Today I will embark on a momentous journey and you’re more than welcome to tag along. A few days ago I have released a photo manipulation I called “The Ninth Planet”. I made this for myself a personal project to give my screen a new dimension (all puns intended LOL). As I’m working on a laptop with a maximum resolution of 1280×800 the full dimension of my work was the same.
We will be recreating it here step by step, but with a bit of a twist, using my trusted laptop and all its 1280×800 resolution we will make a 2560×1600 version (everyone goes whoa!). So if you guys are ready for this trip start your engines and let’s get crack’n.
I’ve decided that I will post this tutorial in parts so we could focus on the task details before moving on to the different stages needed to complete the scene. So for today we will start with the background particularly the landscape.
What we will be making
What we need for this project:
Open Photoshop and create a new file with 2560×1600 dimensions and rename it “ninth planet”. Now open your landscape stock image and copy it to our “ninth planet” file.
As you can see, our Landscape stock image in all it’s 1920×1200 is too small for our work area. Stretching the image is not an option here because it will not look good.
What we will do is position our landscape on the right bottom part of our work area by selecting all Ctrl + A then with your Move tool (V) selected go to your Alignment options and choose Align bottom edges and Align right edges. (Note: Icons highlighted in blue)
To make the landscape fill the empty space duplicate your Landscape layer. Then with your Landscape layer copy selected go to Edit > Transform > Flip Horizontal. Now move it to the left with the left arrow key or Shift + left arrow key until the edge of your Copy layer touches the end of your original Landscape layer. Merge the two layers and rename it “Landscape”.
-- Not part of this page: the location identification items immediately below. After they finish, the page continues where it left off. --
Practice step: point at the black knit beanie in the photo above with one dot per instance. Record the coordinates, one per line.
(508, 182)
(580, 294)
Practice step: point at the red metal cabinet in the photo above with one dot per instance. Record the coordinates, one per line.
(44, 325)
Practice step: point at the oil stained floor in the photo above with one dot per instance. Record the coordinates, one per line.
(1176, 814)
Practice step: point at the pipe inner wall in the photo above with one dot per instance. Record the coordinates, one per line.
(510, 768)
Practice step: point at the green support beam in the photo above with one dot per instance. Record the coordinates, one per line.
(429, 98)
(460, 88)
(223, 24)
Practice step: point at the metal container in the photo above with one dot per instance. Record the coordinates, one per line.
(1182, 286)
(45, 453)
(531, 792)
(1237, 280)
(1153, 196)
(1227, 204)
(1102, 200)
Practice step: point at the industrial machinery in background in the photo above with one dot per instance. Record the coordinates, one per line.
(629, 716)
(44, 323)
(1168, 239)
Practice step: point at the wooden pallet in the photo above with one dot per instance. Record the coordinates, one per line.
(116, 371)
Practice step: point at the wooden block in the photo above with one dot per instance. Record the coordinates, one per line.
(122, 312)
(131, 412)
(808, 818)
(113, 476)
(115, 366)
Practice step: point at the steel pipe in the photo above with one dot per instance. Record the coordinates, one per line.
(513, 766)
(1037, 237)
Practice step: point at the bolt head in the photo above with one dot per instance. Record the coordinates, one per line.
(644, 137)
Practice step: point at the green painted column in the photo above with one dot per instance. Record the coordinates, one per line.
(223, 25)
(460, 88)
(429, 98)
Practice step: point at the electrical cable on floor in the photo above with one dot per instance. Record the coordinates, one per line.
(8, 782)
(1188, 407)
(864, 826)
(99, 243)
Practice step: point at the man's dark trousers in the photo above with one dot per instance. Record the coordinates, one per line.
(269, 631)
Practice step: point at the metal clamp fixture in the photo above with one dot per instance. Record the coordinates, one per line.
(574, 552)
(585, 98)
Now we have a full width landscape. Weird looking yeah, but we can take care of that easy. Grab your Lasso tool (L) then set your Feather radius to around 35px, anti alias ticked and round up a small part of river bank where your two landscape images were joined.
Copy this selection, Ctrl + C, and paste it on a new layer Ctrl + V then move it to the left. Just use your judgment to align it to the direction of the river bank of your right side image (arrow keys Up, Down, Left, Right), better Zoom in to clearly see your work.
Duplicate it Ctrl + J (3 to 4) times or as many times as you need to make it reach the edge of the work canvas something like this.
The next problem we have is that patch of water remaining from our original Landscape image. It’s time to merge our layers so we don’t have to go back and forth from layer to layer. Then make sure you have a soft round brush selected. This time we need to call upon the services of our Clone stamp tool (S). Pick a nice spot of dry grass the thicker the better. That area where we joined our two landscapes looks promising. Zoom in close to that area then just click anywhere while you hold down the Alt key and release. You can start brushing away the patch of water. Feel free to increase or decrease your brush size to optimize the effect.
Now that’s done check out this screenshot…
We need to fix the areas circled in blue, we don’t really need those houses, and the mountain where we merged the two landscapes look unnatural. So with the same technique we used to fix the patch of water previously we will repeat here using the trees to reforest these areas.